Opinion 21-20

January 28, 2020


Digest:         A judge may preside in a criminal case that arose during the judge’s tenure at the District Attorney’s office, where the matter was handled exclusively and personally by the District Attorney and the judge had no involvement with the file whatsoever.


Rules:          Judiciary Law § 14; 22 NYCRR 100.2; 100.2(A); 100.3(E)(1); 100.3(E)(1)(a)-(f); 100.3(E)(1)(b)(i); Opinions 18-172; 15-211; People v Moreno, 70 NY2d 403 (1987).


         The inquiring judge asks if it is ethically permissible to preside in a case involving a defendant who was arrested and arraigned in a local court during the judge’s former tenure as Chief ADA. The judge says the matter was solely handled by the elected District Attorney. The judge had no involvement in the representation whatsoever, does not know the defendant, and is “wholly unfamiliar with the file.” The judge further explains the role of Chief ADA, in that office, did not involve general supervisory or policy-setting responsibilities. To the contrary, it appears the DA exercised exclusive supervisory authority over all ADAs and personally made all determinations on office policies.1 The designation of Chief ADA, in effect, meant the judge would only act in that capacity on the very rare occasions when the DA was unavailable.

         A judge must always avoid even the appearance of impropriety (see 22 NYCRR 100.2) and must always act in a manner that promotes public confidence in the judiciary’s integrity and impartiality (see 22 NYCRR 100.2[A]). Thus, a judge must disqualify him/herself in specifically enumerated circumstances as required by rule or law (see 22 NYCRR 100.3[E][1][a]-[f]; Judiciary Law § 14) and in any other proceeding where the judge’s impartiality “might reasonably be questioned” (22 NYCRR 100.3[E][1]).

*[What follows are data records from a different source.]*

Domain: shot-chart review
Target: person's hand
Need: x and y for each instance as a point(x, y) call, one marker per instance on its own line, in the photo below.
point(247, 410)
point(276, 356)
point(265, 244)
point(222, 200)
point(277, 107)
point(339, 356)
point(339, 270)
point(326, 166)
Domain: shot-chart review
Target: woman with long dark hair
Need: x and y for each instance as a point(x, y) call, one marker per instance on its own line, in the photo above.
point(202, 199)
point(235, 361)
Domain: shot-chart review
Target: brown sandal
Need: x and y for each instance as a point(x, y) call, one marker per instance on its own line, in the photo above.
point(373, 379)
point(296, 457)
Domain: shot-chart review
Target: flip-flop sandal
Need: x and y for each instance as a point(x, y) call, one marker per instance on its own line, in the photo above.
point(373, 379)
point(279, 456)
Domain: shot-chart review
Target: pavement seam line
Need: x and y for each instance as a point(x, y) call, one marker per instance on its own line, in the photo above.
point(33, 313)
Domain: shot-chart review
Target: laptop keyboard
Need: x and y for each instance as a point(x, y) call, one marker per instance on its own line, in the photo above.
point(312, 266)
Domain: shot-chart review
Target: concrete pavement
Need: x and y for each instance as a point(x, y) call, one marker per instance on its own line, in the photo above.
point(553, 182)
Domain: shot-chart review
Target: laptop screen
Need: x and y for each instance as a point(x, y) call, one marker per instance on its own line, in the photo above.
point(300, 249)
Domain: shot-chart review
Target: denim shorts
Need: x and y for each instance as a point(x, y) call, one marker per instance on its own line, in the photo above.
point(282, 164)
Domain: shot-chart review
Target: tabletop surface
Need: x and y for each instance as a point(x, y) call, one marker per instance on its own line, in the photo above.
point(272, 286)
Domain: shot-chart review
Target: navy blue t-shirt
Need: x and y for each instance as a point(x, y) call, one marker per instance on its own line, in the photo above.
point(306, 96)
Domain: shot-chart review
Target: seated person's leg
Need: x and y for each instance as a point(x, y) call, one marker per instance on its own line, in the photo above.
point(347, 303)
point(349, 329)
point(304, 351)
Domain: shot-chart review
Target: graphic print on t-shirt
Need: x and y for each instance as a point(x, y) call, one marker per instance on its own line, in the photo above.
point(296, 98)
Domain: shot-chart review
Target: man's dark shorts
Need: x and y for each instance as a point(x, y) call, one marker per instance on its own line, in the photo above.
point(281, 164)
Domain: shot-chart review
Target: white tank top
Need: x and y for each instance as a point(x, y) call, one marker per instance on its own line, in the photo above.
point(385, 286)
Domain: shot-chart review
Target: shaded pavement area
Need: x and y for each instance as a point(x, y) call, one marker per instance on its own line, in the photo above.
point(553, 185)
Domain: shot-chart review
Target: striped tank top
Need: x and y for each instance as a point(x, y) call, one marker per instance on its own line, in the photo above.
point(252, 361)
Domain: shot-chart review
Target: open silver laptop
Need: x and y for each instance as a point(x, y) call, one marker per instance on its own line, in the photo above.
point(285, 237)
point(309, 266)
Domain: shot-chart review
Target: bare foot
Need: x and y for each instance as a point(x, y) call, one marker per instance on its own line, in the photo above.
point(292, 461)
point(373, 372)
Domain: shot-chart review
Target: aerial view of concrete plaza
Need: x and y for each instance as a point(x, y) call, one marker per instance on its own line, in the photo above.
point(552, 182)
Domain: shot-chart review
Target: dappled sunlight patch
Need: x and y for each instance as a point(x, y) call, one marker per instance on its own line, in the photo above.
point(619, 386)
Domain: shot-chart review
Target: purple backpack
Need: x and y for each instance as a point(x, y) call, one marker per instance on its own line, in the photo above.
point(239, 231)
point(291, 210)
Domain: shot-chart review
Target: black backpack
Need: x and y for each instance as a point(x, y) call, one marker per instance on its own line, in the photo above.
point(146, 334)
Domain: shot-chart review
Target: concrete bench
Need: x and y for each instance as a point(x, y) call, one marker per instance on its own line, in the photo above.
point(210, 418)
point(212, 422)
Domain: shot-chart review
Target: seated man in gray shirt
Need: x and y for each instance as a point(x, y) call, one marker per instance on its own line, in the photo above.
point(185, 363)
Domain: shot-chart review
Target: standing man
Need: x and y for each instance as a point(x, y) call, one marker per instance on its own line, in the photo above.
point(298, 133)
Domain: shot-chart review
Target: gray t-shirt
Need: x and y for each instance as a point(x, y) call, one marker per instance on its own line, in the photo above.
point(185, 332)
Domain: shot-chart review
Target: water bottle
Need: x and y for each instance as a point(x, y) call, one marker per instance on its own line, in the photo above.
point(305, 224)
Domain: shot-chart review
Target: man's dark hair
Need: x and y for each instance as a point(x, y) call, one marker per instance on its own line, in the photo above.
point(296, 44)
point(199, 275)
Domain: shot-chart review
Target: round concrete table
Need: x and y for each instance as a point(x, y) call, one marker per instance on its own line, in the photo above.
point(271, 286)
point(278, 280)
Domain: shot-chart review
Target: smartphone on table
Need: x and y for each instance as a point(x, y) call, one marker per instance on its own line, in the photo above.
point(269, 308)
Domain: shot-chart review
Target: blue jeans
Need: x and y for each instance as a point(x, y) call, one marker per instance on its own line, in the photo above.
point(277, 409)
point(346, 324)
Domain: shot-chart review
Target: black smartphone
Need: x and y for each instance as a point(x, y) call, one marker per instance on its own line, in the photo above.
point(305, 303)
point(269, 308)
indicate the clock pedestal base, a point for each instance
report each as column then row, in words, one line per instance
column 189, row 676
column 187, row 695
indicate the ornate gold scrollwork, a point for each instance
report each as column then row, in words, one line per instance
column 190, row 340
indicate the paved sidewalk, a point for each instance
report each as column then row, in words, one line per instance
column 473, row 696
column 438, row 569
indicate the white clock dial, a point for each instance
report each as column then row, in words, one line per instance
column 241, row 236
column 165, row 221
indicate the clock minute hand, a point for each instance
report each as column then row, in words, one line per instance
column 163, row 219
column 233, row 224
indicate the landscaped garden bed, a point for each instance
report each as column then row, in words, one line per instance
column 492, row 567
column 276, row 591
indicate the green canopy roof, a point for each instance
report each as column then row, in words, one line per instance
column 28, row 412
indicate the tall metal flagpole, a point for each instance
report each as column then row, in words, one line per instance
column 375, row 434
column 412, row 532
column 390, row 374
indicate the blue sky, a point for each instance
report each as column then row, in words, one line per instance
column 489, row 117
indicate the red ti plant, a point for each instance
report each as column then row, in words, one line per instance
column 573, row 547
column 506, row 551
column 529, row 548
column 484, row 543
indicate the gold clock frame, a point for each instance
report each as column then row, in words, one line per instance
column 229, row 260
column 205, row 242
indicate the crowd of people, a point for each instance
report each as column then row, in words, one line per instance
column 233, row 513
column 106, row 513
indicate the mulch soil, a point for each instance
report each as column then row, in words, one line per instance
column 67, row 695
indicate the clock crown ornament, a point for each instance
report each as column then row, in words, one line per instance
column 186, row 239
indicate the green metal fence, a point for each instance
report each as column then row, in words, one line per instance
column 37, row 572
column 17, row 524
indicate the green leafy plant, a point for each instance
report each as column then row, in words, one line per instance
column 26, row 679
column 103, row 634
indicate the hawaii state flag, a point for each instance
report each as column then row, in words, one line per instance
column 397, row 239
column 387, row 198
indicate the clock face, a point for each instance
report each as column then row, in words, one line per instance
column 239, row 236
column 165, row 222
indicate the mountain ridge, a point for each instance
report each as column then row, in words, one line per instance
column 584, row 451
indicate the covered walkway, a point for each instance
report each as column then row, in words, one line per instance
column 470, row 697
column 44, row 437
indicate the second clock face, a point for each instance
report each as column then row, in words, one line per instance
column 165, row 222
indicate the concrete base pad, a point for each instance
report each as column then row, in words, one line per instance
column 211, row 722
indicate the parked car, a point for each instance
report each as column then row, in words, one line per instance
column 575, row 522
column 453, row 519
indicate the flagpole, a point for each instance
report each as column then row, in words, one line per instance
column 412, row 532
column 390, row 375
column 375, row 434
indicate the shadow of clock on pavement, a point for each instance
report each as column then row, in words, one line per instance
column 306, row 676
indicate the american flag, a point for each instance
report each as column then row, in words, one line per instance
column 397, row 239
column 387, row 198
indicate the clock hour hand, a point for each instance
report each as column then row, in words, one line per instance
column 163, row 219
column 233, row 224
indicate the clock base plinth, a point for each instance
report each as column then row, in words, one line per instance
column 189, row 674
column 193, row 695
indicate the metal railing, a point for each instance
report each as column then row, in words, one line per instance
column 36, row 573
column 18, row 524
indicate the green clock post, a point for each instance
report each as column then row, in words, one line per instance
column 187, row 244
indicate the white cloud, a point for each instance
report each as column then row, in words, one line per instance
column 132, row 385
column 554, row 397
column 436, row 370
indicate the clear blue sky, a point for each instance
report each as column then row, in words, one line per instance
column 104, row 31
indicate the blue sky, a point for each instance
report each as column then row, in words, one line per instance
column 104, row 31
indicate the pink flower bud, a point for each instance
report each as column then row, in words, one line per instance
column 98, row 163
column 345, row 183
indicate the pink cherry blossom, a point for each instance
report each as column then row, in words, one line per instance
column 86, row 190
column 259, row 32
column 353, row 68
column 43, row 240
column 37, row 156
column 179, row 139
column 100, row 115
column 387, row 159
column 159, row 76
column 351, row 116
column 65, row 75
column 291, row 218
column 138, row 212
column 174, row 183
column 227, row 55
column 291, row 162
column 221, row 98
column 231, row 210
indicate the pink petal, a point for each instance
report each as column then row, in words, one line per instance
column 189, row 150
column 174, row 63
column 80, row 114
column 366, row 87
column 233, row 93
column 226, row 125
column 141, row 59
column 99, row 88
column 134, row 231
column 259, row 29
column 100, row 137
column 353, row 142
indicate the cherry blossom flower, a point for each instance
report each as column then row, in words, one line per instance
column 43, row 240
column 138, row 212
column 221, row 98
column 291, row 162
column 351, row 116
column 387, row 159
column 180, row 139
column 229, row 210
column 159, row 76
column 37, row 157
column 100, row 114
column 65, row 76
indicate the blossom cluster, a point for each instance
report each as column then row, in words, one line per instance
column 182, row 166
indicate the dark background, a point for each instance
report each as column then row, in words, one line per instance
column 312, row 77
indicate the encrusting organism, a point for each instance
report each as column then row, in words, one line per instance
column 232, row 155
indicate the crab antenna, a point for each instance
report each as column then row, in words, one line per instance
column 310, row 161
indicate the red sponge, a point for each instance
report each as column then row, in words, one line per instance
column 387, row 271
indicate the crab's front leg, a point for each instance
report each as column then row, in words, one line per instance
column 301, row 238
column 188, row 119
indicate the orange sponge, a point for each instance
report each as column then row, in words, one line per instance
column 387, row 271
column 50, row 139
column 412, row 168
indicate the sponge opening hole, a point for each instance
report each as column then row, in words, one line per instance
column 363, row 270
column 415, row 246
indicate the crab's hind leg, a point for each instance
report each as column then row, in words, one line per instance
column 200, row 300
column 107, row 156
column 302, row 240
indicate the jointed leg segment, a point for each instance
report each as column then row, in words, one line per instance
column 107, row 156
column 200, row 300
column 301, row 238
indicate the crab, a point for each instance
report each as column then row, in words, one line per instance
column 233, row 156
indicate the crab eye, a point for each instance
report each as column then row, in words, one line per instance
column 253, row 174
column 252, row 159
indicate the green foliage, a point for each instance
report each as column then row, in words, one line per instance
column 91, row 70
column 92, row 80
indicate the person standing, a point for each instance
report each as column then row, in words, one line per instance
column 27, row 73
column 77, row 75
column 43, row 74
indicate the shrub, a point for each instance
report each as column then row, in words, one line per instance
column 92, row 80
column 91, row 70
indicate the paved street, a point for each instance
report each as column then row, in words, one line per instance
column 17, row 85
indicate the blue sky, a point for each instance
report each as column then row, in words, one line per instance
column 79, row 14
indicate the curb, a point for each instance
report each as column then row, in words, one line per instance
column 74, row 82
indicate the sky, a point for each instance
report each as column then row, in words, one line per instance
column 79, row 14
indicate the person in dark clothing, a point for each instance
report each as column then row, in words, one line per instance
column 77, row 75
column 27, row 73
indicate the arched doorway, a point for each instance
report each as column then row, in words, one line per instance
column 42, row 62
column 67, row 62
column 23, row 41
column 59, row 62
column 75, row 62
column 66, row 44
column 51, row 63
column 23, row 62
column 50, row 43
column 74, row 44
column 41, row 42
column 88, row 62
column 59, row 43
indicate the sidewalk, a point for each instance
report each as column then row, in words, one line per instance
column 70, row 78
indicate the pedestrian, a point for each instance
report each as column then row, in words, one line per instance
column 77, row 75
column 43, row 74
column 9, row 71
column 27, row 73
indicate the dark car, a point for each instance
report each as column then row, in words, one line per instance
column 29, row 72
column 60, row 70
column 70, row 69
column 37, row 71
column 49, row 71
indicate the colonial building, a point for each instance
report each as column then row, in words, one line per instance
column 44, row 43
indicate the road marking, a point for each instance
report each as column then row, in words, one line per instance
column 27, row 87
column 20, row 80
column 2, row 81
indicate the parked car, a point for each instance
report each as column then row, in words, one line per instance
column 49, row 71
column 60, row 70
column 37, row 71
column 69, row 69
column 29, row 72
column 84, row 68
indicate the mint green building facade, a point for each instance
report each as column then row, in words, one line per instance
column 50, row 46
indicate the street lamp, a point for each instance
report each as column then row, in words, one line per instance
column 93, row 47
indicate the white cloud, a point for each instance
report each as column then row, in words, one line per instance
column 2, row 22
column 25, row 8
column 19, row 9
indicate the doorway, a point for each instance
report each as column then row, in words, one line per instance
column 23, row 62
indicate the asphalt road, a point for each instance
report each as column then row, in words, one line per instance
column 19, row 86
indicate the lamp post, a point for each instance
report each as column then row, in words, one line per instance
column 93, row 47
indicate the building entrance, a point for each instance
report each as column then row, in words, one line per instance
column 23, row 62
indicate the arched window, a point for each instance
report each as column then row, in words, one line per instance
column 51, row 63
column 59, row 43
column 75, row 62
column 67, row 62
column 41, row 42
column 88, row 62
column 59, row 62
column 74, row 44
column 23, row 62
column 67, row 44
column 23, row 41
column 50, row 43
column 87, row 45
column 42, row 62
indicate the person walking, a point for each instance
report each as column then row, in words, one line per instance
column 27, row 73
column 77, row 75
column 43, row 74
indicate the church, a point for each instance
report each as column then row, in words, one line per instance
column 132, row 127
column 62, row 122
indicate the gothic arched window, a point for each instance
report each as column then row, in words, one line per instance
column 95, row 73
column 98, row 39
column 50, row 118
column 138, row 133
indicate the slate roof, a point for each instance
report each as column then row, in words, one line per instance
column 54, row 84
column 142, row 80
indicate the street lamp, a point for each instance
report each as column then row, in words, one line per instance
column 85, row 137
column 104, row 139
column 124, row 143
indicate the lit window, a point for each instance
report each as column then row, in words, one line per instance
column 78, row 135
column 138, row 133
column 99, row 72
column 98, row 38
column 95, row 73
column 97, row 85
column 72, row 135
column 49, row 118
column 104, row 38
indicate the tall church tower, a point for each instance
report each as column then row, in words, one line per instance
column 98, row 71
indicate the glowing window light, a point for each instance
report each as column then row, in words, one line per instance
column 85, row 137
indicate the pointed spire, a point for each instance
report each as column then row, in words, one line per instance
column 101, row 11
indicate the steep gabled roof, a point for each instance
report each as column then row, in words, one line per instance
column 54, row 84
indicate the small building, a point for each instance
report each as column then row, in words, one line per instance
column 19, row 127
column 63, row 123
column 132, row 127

For example, a judge is disqualified when they know they previously “served as a lawyer in the matter in controversy” (22 NYCRR 100.3[E][1][b][i]). Where objective standards do not mandate disqualification, however, a trial judge is the sole arbiter of recusal (see People v Moreno, 70 NY2d 403 [1987]).

         The scope of a judge’s disqualification obligations due to their prior employment in a government law office is determined by the degree of authority they exercised there (see Opinion 15-211). Thus, an attorney with supervisory authority is generally deemed to be involved in all matters involving attorneys subject to their supervision. Here, however, although the title of Chief ADA implies a high-level supervisory position, the District Attorney’s office was structured much like that in Opinion 18-172, so that the judge’s actual supervisory responsibilities were extremely limited. We therefore conclude the judge need not be treated as exercising general supervisory responsibilities in all cases during their tenure at the DA’s office (see Opinion 18-172). Rather, the judge need only disqualify from matters in which the judge had some personal involvement - however minimal - either directly or as a supervisor (see Opinions 18-172; 15-211; 22 NYCRR 100.3[E][1][b][i]).

         As the matter described was handled exclusively and personally by the judge’s supervisor, the District Attorney, and the judge had no involvement with the file whatsoever, we conclude the judge may preside.


1 That is, the DA set office policy and assigned each ADA, including the judge, to prosecute matters in specified lower courts. Each ADA effectively reported directly to the District Attorney and independently prosecuted matters in the lower courts as assigned.